MINNESOTA'S ENVIRONMENTAL LEARNING CENTERS
A public-private partnership is expanding four residential environmental learning centers (RELCs) that educate Minnesota school children about the environment. Kids visit the RELCs - each located in a different ecosystem ranging from prairie to north woods - for overnight or week-long stays. The RELCs are expanding with a $7.5 million challenge grant from the Blandin Foundation. The Minnesota legislature matched the grant, but both grants are contingent on Project EarthSense raising $10 million in private donations. The centers are part of the state's effort to develop an ecologically literate citizenry, a mandate of its 1990 Environmental Education Act. RELC designer Paul Anderson of Sirny Architects hopes that kids learn how the design of the RELCs reduces their impact on the environment. Orientation sessions and exhibits will explain what happens when kids flush toilets or switch on lights. - Architecture Minnesota, July/August 1995, by Adelheid Fischer, p. 34.
SKYSCRAPING WIND GENERATOR
Rural high ground is the usual home of windmills, but now a pioneering effort will take advantage of skyscraper height to reduce energy consumption. Engineers Battle McCarthy are retrofitting Brussels' Martini Tower with a rooftop wind generator. A bell tower-like structure will house a horizontally rotating turbine rather than the familiar propeller blades of wind farms. The new generator and changes to the 1960s-vintage building skin will reduce energy consumption to less than 50% of present use. The turbine will meet 20% of the building's energy requirements. - World Architecture, No. 36, p. 60.
STATES USE GREEN TAXES
A survey of state environmental tax provisions found that states have enacted more than 250 green tax measures. The Center for Global Change at the University of Maryland, College Park, conducted the survey. It identified widely used favorites - hazardous waste taxes and tax benefits to ease purchase of pollution-control equipment, for example - and innovative experiments such as Maine and Wisconsin measures to encourage sustainable forest management on private lands. States are using these provisions not only to boost economies, but also to make polluters pay for cleanup, promote new clean technologies, encourage businesses to go beyond minimum environmental requirements, or channel economic development toward sustainability. - The Amicus Journal, Summer 1995, p. 14, by J. Andrew Hoerner.
EARTH SMART COMMERCIAL
Portland (Oregon) General Electric's Earth Smart rebate program now includes commercial buildings, new or retrofitted. Buildings that qualify for PGE rebates will average 20 percent more energy efficiency than code requirements. Earth Smart Commercial focuses on lighting, adjustable speed drives on HVAC equipment, better-than-code building envelopes, chillers, and office equipment. But the utility company's program promotes more than just energy efficiency. The rebates also encourage participants to specify green building materials, use mass transit and bicycles, conserve water, and recycle or reuse construction debris. - Daily Journal of Commerce, July1995, p. 52.

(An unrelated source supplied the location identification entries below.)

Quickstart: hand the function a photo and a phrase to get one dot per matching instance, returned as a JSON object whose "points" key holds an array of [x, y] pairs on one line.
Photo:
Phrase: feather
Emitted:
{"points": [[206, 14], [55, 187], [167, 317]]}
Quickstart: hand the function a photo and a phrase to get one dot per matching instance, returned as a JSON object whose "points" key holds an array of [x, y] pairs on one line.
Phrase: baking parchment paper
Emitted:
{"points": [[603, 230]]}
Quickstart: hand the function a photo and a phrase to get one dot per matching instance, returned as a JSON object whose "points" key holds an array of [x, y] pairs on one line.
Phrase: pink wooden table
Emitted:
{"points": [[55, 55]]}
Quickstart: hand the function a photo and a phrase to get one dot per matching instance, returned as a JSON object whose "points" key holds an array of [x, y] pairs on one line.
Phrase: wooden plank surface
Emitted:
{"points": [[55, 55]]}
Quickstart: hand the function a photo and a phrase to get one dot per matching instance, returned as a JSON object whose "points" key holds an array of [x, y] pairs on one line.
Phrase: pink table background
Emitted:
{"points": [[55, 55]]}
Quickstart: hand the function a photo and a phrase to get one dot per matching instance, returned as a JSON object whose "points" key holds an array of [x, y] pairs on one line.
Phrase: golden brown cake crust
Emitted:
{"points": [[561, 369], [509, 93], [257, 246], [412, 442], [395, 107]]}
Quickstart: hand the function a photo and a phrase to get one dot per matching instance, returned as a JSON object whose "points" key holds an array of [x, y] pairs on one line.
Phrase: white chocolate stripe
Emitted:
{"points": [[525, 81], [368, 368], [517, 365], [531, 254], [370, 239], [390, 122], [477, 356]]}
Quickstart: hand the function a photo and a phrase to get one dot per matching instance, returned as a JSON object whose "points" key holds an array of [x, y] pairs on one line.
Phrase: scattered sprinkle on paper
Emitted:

Milliken Carpet's Earthwise Ennovations process cleans, textures, and restyles previously used modular carpeting for reuse. Carpeting "uglies out" long before significant signs of wear appear, and reusing it is more efficient than recycling. Earthwise Ennovations gives old carpet new colors, new patterns, and a new warranty at about half the cost of replacement floor covering. - Architectural Record, July 1995, p. 36.
MORE EPA RECYCLED CONTENT GUIDELINES
On May 1 the Environmental Protection Agency issued a final rule adding 19more materials to its Comprehensive Guideline for Procurement of Products Containing Recovered Materials. The Guideline gives recycled content requirements for various materials purchased by the government or for projects receiving federal funding. A list of manufacturers and vendors who meet the guidelines is available by calling the RCRA Hotline (800.424.9346). - Environmental Building News, July/August 1995, p. 4.
GREEN PARADE OF HOMES
The 1995 Pambi Farm Estates Parade of Homes in Stow, Ohio is not just another house tour. This one includes homes with an array of environmentally sound features. Akron's Troike-Moore Construction Corporation has received honors at the last two Parades for building environmentally sound homes, reducing waste, and recycling. Troike-Moore and eight other builders at the 1995 Parade recycled scrap lumber to yield 24 tons of mulch. - Akron (Ohio) Beacon Journal, July 17, 1995, p. D1, by Bob Downing.
IAQ TESTING FOR CARPET
The Carpet and Rug Institute (CRI) in Dalton, Georgia has an indoor-air-quality testing program for products made by member mills. The tests use environmental chamber technology developed by the EPA. CRI established benchmark measurements for four types of known irritants and certifies emission levels based on random batch testing four times a year. Carpets that pass the tests are labeled. - Architectural Record, July 1995, p. 37, Joan F. Blatterman.